Sarcoma of rib and pleura, result of injury by a base-ball. (Dennis.)
Carcinoma of the chest wall is generally the result of extension from cancer of the breast or of some other epithelial structure. Advancing carcinoma spares nothing, and may not only perforate the chest but involve the lung beneath, with or without later ulceration, and the occurrence of pneumothorax.
Fig. 510
Skiagram of a large sarcoma of the thorax and humerus, whose bloodvessels were injected previous to taking the x-ray picture. (Lexer.)
While these are the more common forms of tumor of this region there are no known growths which may not occasionally be met here.
Treatment.
—The treatment for all these tumors is extirpation. With benign growths outside of the ribs proper this is usually a simple matter. When the whole or nearly the whole thickness of the chest wall is involved it becomes then a serious problem how far to proceed in the effort to extirpate. This is true alike whether sternum or ribs are involved. The entire sternum may be separated from its surroundings and lifted out of place, and this would be justifiable when dealing with an osseous or cartilaginous growth. If, however, it were distinctly sarcomatous it would be hardly worth while. If in such an operation the pleura be spared and air not admitted to the pleural cavity almost anything is allowable. If, however, it appear that it will be necessary to open the pleural cavity caution should be observed. Of late years, however, less hesitation has been felt in this regard, and Parham and others, including myself, have shown that extensive portions of the thoracic wall may be resected without the necessity for employment of the elaborate operative methods suggested by some recent experimenters. For instance, Sauerbruch has devised a “pneumatic cabinet,” the patient’s head resting outside when the anesthetizer administers the anesthetic. The balance of the body rests within the cabinet, which is sufficiently large to accommodate the operator and two or three assistants, and which, being closed, is subjected to a lowering of atmospheric pressure equivalent to 10 Mm. of mercurial column, or to a difference in atmospheric level of 1000 to 1200 feet. The patient breathing air at external pressure does not suffer the collapse of the lung, thus exposed, which would otherwise take place. The operation being completed within the cabinet, the dressings are applied and hermetically sealed, and the door then opened and pressure equalized.

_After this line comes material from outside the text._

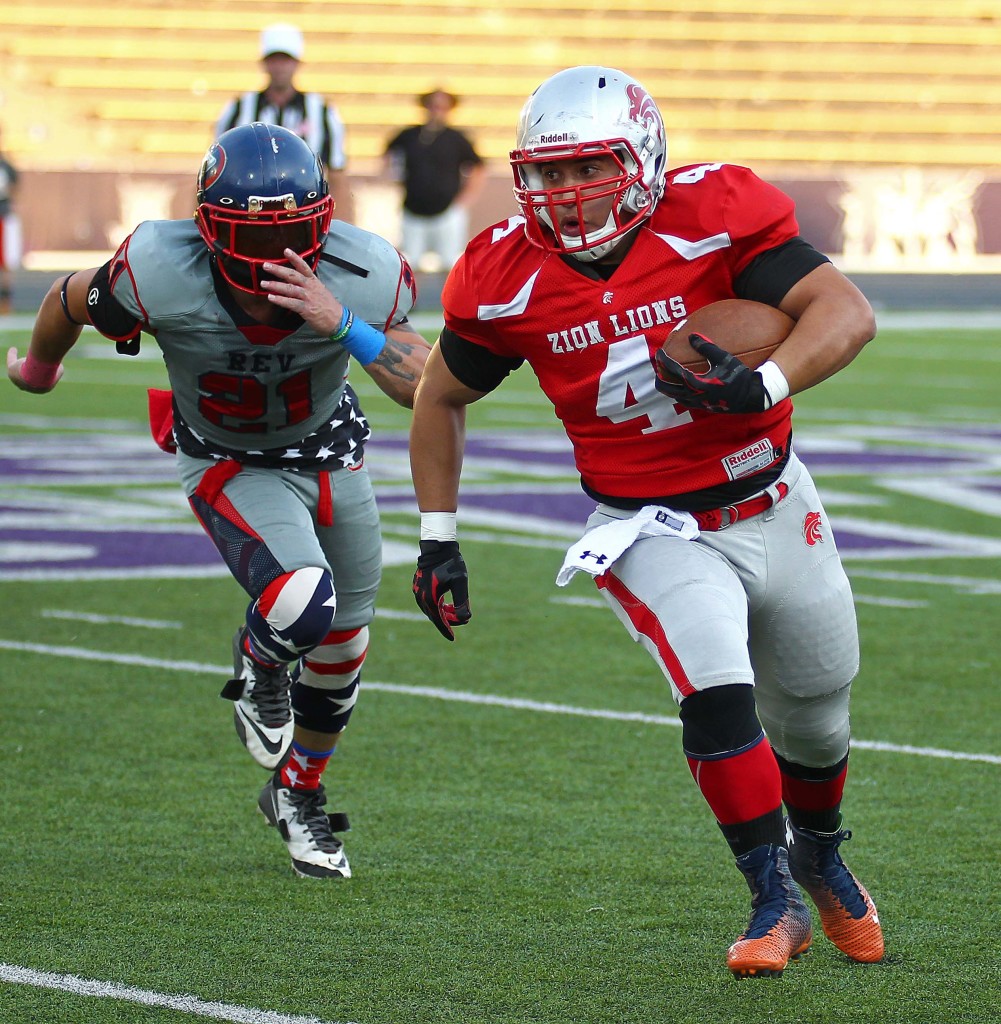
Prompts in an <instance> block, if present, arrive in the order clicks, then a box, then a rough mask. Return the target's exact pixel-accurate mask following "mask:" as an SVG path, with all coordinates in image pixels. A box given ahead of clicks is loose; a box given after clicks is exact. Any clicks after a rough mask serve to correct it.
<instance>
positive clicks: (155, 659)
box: [0, 640, 1001, 765]
mask: <svg viewBox="0 0 1001 1024" xmlns="http://www.w3.org/2000/svg"><path fill="white" fill-rule="evenodd" d="M0 650H20V651H27V652H28V653H33V654H42V655H44V656H45V657H70V658H76V659H78V660H83V662H104V663H111V664H114V665H135V666H141V667H142V668H147V669H165V670H167V671H170V672H186V673H189V674H192V675H195V674H201V675H212V676H220V677H225V676H226V675H228V674H230V673H231V671H232V666H231V665H207V664H205V663H202V662H172V660H167V659H165V658H157V657H146V656H144V655H141V654H119V653H116V652H115V651H106V650H91V649H90V648H87V647H51V646H48V645H46V644H39V643H25V642H21V641H17V640H0ZM363 685H364V688H365V689H366V690H374V691H382V692H385V693H399V694H403V695H405V696H416V697H426V698H430V699H433V700H451V701H456V702H459V703H473V705H484V706H487V707H491V708H509V709H512V710H514V711H530V712H540V713H545V714H549V715H571V716H574V717H577V718H600V719H605V720H608V721H613V722H641V723H643V724H645V725H670V726H680V725H681V722H680V721H679V719H678V718H677V716H673V715H670V716H666V715H647V714H645V713H644V712H635V711H629V712H620V711H608V710H603V709H599V708H577V707H575V706H573V705H562V703H552V702H549V701H540V700H526V699H523V698H521V697H503V696H497V695H495V694H492V693H471V692H468V691H466V690H448V689H443V688H440V687H435V686H408V685H403V684H399V683H380V682H373V681H369V680H365V682H364V684H363ZM852 746H853V749H854V750H858V751H878V752H880V753H884V754H909V755H912V756H914V757H923V758H940V759H943V760H946V761H977V762H981V763H983V764H991V765H1001V755H996V754H967V753H963V752H962V751H946V750H941V749H939V748H934V746H913V745H911V744H910V743H888V742H884V741H882V740H867V739H853V740H852Z"/></svg>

Subsequent dressings can be made in the same way. Thus has been afforded a scientific method of doing that which the experience of many American surgeons has shown to be only theoretically indicated. Sauerbruch’s device is ingenious in theory and complicated in operation.

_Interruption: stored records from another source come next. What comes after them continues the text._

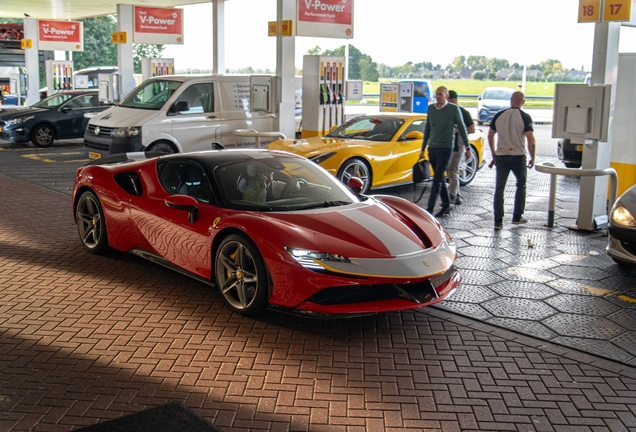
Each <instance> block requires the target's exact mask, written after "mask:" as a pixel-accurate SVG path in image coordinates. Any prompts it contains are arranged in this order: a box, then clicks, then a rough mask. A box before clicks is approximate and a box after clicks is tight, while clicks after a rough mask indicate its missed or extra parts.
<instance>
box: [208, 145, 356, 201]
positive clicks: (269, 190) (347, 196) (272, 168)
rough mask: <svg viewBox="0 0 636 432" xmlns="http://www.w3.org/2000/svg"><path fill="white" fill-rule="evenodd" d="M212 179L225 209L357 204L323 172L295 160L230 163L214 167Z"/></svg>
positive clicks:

A simpler method is to apply the Fell-O’Dwyer apparatus over the face and thus keep up artificial respiration. It is not, in theory, so ideal as to open the trachea and practise this procedure as is done in the experimental laboratory, but is much simpler and will usually suffice, should anything of the kind be required.

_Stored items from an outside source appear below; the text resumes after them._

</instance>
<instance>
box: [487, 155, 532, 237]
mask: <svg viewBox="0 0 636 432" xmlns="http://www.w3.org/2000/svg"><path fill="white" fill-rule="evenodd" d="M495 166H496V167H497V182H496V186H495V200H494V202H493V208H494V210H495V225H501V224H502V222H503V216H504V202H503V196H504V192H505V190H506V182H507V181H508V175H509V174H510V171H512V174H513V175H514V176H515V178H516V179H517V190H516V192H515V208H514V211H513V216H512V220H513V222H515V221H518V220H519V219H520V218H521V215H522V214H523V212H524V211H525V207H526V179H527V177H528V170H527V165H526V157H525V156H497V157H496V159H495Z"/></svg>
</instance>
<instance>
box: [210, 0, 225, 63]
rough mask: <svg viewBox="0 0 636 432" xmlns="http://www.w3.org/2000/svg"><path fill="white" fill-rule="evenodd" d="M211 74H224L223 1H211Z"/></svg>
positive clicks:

A malignant tumor of the chest wall whose overlying skin is seriously involved, and whose removal would leave a defect which it would not be possible to cover with integument, should not be disturbed. It might be possible in certain cases to partially transplant the breast in such a manner as to permit closure of a defect thus made. Nevertheless it is questionable if any cancer advanced to the extent of requiring this procedure is to be considered operable.